De acordo com a NIA, Muzafar estava profundamente envolvido na fabricação, teste e guarda de IEDs de triperóxido de triacetona (TATP) em uma instalação secreta administrada por Umer e Muzammil na Universidade Al-Falah em Faridabad. emitiu um mandado de prisão inafiançável para o Sr. Muzafar e estão em curso esforços para localizá-lo e prendê-lo. O TATP tem sido usado em vários ataques terroristas como IEDs fora da Índia. A NIA disse que Zameer, um oficial terrestre temporário da AGuH, estava ativamente em contato com o gerente e agia como mensageiro de armas, munições e dinheiro para o módulo terrorista.
Tufail, ex-OGW do Lashkar-e-Taiba (LeT), serviu como fornecedor de armas do módulo. Ele comprou 1 rifle AK-47, 1 rifle Krinkov, pistola, carregador e munição real por meio de entrega manual e entregou ao Dr. Umer Un Nabi, no valor de ₹ 3 lakh.
Leia mais: Explosão no Forte Vermelho de Delhi: folha de acusação da NIA revela uso indevido da plataforma de IA para ‘engenharia terrorista’Em uma folha de cobrança suplementar apresentada ao Tribunal Especial da NIA, Patiala House Court, Nova Delhi, Zameer e Tufail foram acusados de acordo com as Seções da UAPA e Seções 61 (2), 147, 148 e 152 do BNS. Muzafar foi ainda acusado ao abrigo da Secção 61(2) lida com 103(1), 109(1), 118(1) e 118(2) do BNS, Secções 3, 4 e 5 da Lei de Explosivos e Secções 3 e 4 da Lei de Prevenção de Danos à Propriedade Pública.

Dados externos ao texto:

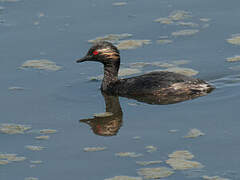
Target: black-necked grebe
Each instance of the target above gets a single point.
(155, 88)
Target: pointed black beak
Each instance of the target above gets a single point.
(85, 58)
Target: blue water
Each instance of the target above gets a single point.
(58, 100)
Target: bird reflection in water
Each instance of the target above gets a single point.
(110, 124)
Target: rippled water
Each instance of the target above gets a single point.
(59, 31)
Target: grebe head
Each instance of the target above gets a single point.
(104, 52)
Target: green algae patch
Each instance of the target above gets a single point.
(164, 41)
(146, 163)
(34, 148)
(193, 133)
(179, 15)
(173, 130)
(94, 149)
(188, 24)
(173, 17)
(132, 44)
(205, 19)
(104, 114)
(214, 178)
(42, 137)
(128, 71)
(234, 58)
(15, 88)
(31, 178)
(42, 64)
(151, 149)
(235, 39)
(124, 178)
(128, 154)
(8, 158)
(164, 20)
(181, 155)
(36, 162)
(13, 128)
(119, 4)
(153, 64)
(155, 173)
(48, 131)
(186, 32)
(184, 71)
(180, 160)
(111, 37)
(4, 162)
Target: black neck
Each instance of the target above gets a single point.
(110, 74)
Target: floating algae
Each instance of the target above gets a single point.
(42, 64)
(181, 155)
(183, 164)
(155, 173)
(179, 15)
(235, 39)
(214, 178)
(122, 72)
(184, 71)
(205, 19)
(151, 149)
(3, 162)
(36, 162)
(124, 178)
(42, 137)
(128, 71)
(234, 58)
(7, 158)
(174, 16)
(94, 149)
(15, 88)
(154, 64)
(164, 20)
(128, 154)
(190, 24)
(146, 163)
(180, 62)
(13, 128)
(164, 41)
(132, 44)
(48, 131)
(193, 133)
(186, 32)
(179, 160)
(111, 37)
(173, 130)
(34, 148)
(104, 114)
(119, 4)
(31, 178)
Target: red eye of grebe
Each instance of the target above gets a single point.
(95, 52)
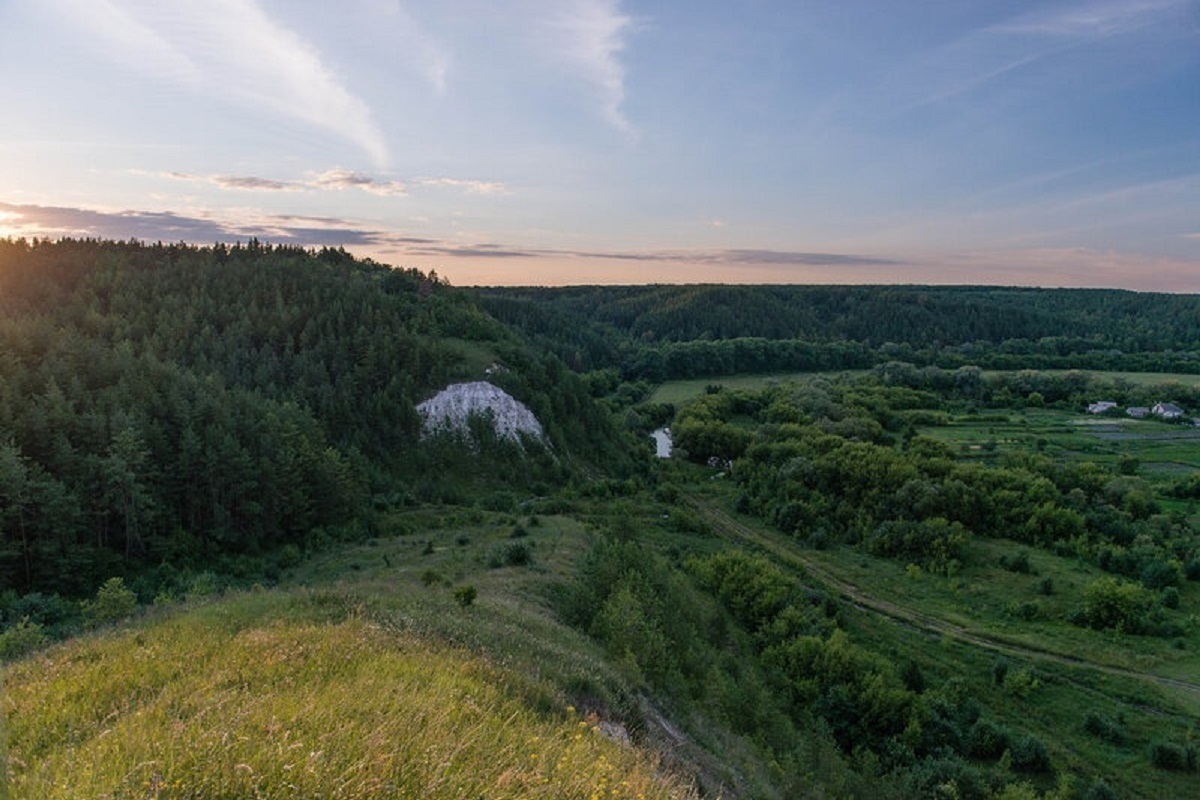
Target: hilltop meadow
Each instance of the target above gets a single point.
(892, 554)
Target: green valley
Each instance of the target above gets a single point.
(892, 554)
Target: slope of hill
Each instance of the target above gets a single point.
(171, 408)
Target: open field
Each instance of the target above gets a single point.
(1163, 452)
(679, 391)
(963, 629)
(1137, 378)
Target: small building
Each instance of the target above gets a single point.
(1167, 410)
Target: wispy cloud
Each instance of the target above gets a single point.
(172, 226)
(429, 55)
(342, 179)
(229, 49)
(1095, 20)
(469, 186)
(985, 55)
(335, 179)
(592, 35)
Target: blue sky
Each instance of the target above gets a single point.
(545, 142)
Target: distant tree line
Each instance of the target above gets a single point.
(672, 332)
(165, 405)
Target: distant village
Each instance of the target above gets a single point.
(1169, 411)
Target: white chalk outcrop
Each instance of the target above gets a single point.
(454, 405)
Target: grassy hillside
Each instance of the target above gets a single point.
(371, 685)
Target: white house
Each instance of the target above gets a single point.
(1167, 410)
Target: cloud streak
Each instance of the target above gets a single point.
(229, 50)
(335, 180)
(593, 36)
(985, 55)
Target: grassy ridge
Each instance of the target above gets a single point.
(275, 695)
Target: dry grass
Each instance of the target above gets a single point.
(247, 698)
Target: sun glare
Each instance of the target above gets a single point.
(7, 227)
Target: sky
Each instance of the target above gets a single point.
(1045, 143)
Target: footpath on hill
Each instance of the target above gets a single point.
(731, 528)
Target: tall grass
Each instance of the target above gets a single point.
(231, 702)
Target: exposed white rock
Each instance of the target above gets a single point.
(453, 407)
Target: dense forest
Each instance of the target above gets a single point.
(921, 570)
(670, 332)
(166, 407)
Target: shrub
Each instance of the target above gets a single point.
(22, 638)
(1030, 755)
(514, 553)
(1101, 791)
(1159, 575)
(1019, 563)
(1169, 756)
(987, 740)
(466, 595)
(1026, 611)
(999, 672)
(1102, 727)
(113, 601)
(1114, 603)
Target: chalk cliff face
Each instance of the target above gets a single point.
(450, 409)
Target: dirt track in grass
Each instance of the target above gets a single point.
(729, 527)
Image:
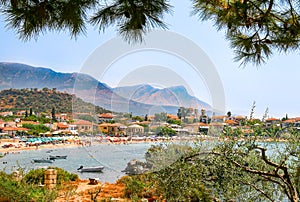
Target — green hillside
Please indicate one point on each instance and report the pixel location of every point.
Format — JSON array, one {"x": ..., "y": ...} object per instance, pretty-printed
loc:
[{"x": 44, "y": 101}]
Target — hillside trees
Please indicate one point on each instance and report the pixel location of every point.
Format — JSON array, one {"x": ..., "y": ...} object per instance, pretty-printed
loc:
[
  {"x": 254, "y": 28},
  {"x": 233, "y": 169}
]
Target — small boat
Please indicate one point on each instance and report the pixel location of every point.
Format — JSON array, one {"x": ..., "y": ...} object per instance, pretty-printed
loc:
[
  {"x": 91, "y": 169},
  {"x": 42, "y": 161},
  {"x": 51, "y": 157}
]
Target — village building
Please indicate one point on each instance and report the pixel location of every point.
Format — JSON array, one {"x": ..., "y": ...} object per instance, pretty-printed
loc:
[
  {"x": 106, "y": 117},
  {"x": 135, "y": 129},
  {"x": 84, "y": 126},
  {"x": 115, "y": 129}
]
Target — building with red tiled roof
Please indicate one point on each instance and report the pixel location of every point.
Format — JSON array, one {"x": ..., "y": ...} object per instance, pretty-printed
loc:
[
  {"x": 231, "y": 122},
  {"x": 105, "y": 117},
  {"x": 85, "y": 126},
  {"x": 272, "y": 121},
  {"x": 11, "y": 131},
  {"x": 62, "y": 126}
]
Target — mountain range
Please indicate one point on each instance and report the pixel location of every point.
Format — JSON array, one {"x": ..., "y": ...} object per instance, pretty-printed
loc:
[{"x": 140, "y": 99}]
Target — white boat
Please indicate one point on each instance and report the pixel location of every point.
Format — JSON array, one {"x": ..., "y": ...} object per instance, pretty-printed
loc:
[{"x": 91, "y": 169}]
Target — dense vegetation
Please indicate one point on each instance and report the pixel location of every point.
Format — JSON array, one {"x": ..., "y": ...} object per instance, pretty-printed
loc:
[
  {"x": 45, "y": 100},
  {"x": 234, "y": 168}
]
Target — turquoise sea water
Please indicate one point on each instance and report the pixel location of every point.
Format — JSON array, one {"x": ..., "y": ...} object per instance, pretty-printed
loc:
[{"x": 114, "y": 157}]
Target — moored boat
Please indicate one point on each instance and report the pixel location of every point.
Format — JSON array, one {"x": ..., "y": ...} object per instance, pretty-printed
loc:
[
  {"x": 91, "y": 169},
  {"x": 51, "y": 157},
  {"x": 42, "y": 161}
]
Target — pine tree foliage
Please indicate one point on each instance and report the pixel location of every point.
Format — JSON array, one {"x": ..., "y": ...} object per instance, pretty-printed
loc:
[{"x": 254, "y": 27}]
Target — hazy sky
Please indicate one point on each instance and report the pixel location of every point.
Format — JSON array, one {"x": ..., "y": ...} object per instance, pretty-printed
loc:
[{"x": 273, "y": 85}]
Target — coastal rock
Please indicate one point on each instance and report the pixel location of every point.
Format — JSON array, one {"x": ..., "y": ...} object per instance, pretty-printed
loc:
[{"x": 135, "y": 167}]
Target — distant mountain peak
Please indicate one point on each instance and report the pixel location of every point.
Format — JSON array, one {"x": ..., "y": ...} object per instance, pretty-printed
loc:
[{"x": 139, "y": 99}]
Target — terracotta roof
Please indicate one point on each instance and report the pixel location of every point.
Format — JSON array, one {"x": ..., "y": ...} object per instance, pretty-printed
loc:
[
  {"x": 239, "y": 117},
  {"x": 272, "y": 119},
  {"x": 82, "y": 122},
  {"x": 231, "y": 122},
  {"x": 289, "y": 121},
  {"x": 14, "y": 129},
  {"x": 29, "y": 122},
  {"x": 172, "y": 116},
  {"x": 62, "y": 125},
  {"x": 106, "y": 115},
  {"x": 219, "y": 117}
]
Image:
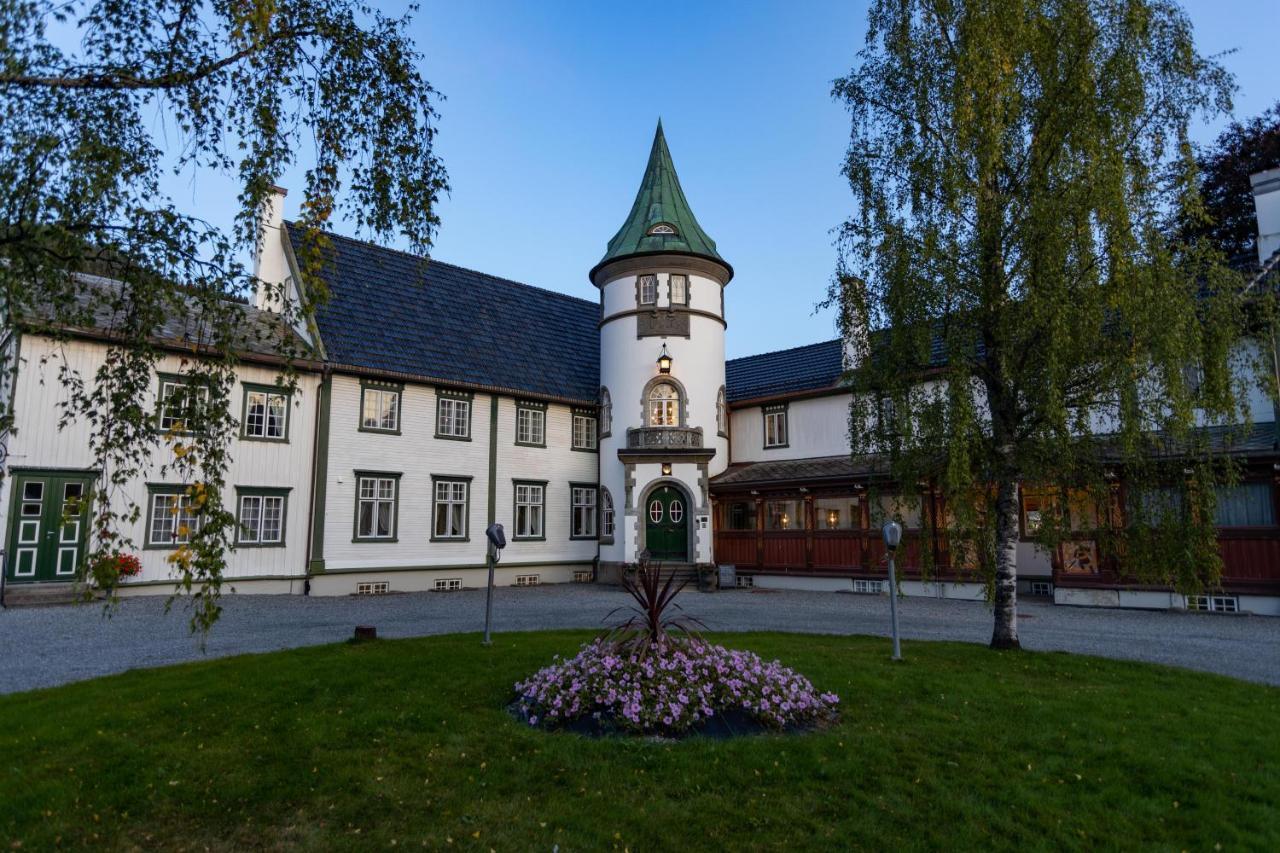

A NIA, que estabeleceu ligações entre os acusados através de investigações científicas multidisciplinares, incluindo análises forenses, mapeamento geográfico de locais de conspiração e análises financeiras detalhadas, continua a sua investigação sobre o caso. Um carro-bomba perto do Forte Vermelho em Delhi matou 11 pessoas.